Как посчитать F1 Score в SQL
Содержание:
Зачем F1
F1 = harmonic mean precision и recall. Balances both. Useful when classes imbalanced. Accuracy lies при skewed data — F1 honest.
Формула
Precision = TP / (TP + FP)
Recall = TP / (TP + FN)
F1 = 2 × (Precision × Recall) / (Precision + Recall)F1 range: 0-1. 1 = perfect classifier.
Базовый расчёт
WITH confusion AS (
SELECT
COUNT(*) FILTER (WHERE predicted = 1 AND actual = 1) AS tp,
COUNT(*) FILTER (WHERE predicted = 1 AND actual = 0) AS fp,
COUNT(*) FILTER (WHERE predicted = 0 AND actual = 1) AS fn,
COUNT(*) FILTER (WHERE predicted = 0 AND actual = 0) AS tn
FROM predictions
WHERE prediction_date >= CURRENT_DATE - INTERVAL '30 days'
)
SELECT
tp, fp, fn, tn,
tp::NUMERIC / NULLIF(tp + fp, 0) AS precision,
tp::NUMERIC / NULLIF(tp + fn, 0) AS recall,
2.0 * tp / NULLIF(2 * tp + fp + fn, 0) AS f1
FROM confusion;Macro vs Micro (multi-class)
Macro: average F1 per class.

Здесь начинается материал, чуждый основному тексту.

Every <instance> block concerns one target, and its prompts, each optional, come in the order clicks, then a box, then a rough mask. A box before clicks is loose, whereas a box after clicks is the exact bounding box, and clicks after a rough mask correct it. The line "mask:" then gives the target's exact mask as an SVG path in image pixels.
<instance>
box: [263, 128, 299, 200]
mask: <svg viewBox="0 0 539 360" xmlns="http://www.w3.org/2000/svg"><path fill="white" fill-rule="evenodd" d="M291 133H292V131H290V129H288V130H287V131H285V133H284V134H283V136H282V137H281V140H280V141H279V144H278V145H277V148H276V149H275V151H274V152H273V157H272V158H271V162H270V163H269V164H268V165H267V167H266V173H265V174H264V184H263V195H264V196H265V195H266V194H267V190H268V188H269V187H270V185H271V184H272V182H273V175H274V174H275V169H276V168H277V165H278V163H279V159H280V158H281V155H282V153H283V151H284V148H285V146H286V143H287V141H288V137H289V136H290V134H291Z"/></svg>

Micro: aggregate TP/FP/FN across classes.
WITH per_class AS (
SELECT
class_name,
COUNT(*) FILTER (WHERE predicted = class_name AND actual = class_name) AS tp,
COUNT(*) FILTER (WHERE predicted = class_name AND actual <> class_name) AS fp,
COUNT(*) FILTER (WHERE predicted <> class_name AND actual = class_name) AS fn
FROM predictions p
CROSS JOIN (SELECT DISTINCT actual AS class_name FROM predictions) c
GROUP BY class_name
),
per_class_f1 AS (
SELECT
class_name,
2.0 * tp / NULLIF(2 * tp + fp + fn, 0) AS f1
FROM per_class
)
SELECT
AVG(f1) AS macro_f1,
(SELECT 2.0 * SUM(tp) / NULLIF(SUM(2 * tp + fp + fn), 0) FROM per_class) AS micro_f1
FROM per_class_f1;По threshold
For probabilistic classifiers:
WITH thresholds AS (
SELECT unnest(ARRAY[0.1, 0.2, 0.3, 0.4, 0.5, 0.6, 0.7, 0.8, 0.9]) AS threshold
),
f1_per_threshold AS (
SELECT
t.threshold,
COUNT(*) FILTER (WHERE p.score >= t.threshold AND p.actual = 1) AS tp,
COUNT(*) FILTER (WHERE p.score >= t.threshold AND p.actual = 0) AS fp,
COUNT(*) FILTER (WHERE p.score < t.threshold AND p.actual = 1) AS fn
FROM thresholds t
CROSS JOIN predictions p
GROUP BY t.threshold
)
SELECT
threshold,
tp, fp, fn,
tp::NUMERIC / NULLIF(tp + fp, 0) AS precision,
tp::NUMERIC / NULLIF(tp + fn, 0) AS recall,
2.0 * tp / NULLIF(2 * tp + fp + fn, 0) AS f1
FROM f1_per_threshold
ORDER BY threshold;Pick threshold maximizing F1.
F-beta variations
F1 weights precision и recall equally. F-beta tunes:
F-beta = (1 + β²) × precision × recall / (β² × precision + recall)- F0.5: precision matters more (β=0.5)
- F1: balanced
- F2: recall matters more (β=2)
-- F2 example (recall priority)
SELECT
5.0 * precision * recall / NULLIF(4 * precision + recall, 0) AS f2
FROM ...Частые ошибки
Ошибка 1. F1 = Accuracy assumption. F1 differs especially с imbalanced classes.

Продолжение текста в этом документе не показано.